Spacious double club seating plus one on the potty is a stardard executive seating configuration.

With more than 7,000 King Airs in service— including 1,300 of the 350 series made— the model was ripe for a facelift. The 360 represents a block point change, introducing new features and structural changes at a point on the 300-series production line, rather than requiring a new type certificate.

Some of the improvements were easy and simple – like higher fold-out tables in the cabin to give more knee space. Others were perhaps less intuitive – going back to manually adjustable shades for the cabin windows. But for pilots the big change is in the cockpit – with the switch to Collins Pro-line avionics and auto-throttles.

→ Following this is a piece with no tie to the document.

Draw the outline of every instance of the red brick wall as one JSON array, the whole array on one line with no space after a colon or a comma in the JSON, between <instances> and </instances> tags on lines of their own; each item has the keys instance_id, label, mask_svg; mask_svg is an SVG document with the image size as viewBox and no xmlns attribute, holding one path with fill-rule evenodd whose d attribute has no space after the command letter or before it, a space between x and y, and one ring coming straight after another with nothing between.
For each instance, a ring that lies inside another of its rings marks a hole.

Beechcraft says, “With auto-throttles, better pressurization, and increased cabin comfort, the latest King Air aims for easing pilot workload, and turning a 56-year-old workhorse into one that’s a bit more user-friendly and firmly in the modern age. First among these upgrades is the IS&S ThrustSense Autothrottle, which support the pilot throughout the flight regimes, including takeoff, landing, and go-arounds, computing and controlling power settings. It provides envelope protection that adjusts the power output of the engine during engine-out operations, allowing for better pilot control and allowing the airplane to accelerate and climb on one engine.”

                                                ‘back to manually adjustable shades’

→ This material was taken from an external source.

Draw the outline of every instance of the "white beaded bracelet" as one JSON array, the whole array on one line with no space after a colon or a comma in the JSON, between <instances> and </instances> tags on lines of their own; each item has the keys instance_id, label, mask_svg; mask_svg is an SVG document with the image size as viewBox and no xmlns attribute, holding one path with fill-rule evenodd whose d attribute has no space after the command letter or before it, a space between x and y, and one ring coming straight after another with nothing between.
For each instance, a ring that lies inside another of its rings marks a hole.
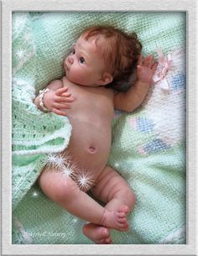
<instances>
[{"instance_id":1,"label":"white beaded bracelet","mask_svg":"<svg viewBox=\"0 0 198 256\"><path fill-rule=\"evenodd\" d=\"M39 107L44 112L50 112L50 110L44 106L44 96L46 92L50 91L49 88L39 91Z\"/></svg>"}]
</instances>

Another new feature much liked by pilots, and probably not appreciated by passengers, is the new digital pressurization controller which, as described by Guido, automatically schedules cabin pressurization throughout the flight, taking this task from the pilot’s workload in both climb and descent—and improving passenger comfort in the process. The airframe went through structural updates to increase the maximum cabin pressure, resulting in a 10 percent decrease in cabin altitude compared to the King Air 350i. At 27,000 feet, for example, this translates into a cabin altitude of 5,960 feet.

The removal of the cabin pressurization controls from the instrument panel declutters it by replacing these—and the flap indicator—with digital displays on the Collins Aerospace Pro Line Fusion MFD in the integrated flight deck.

The cabin has seen great improvement as well, clearly informed by the materials and solutions found in Textron Aviation’s Citation line—but keeping the King Air’s more utilitarian style. The popular ‘King Ranch’ interior upgrade remains available among the new options for the 360

Along with a restyled interior, the manual window shades have returned, which are a whole lot easier to replace in service.

Base price remains the same for both models: $7.9 million for the 360 and $8.795 million for the 360ER.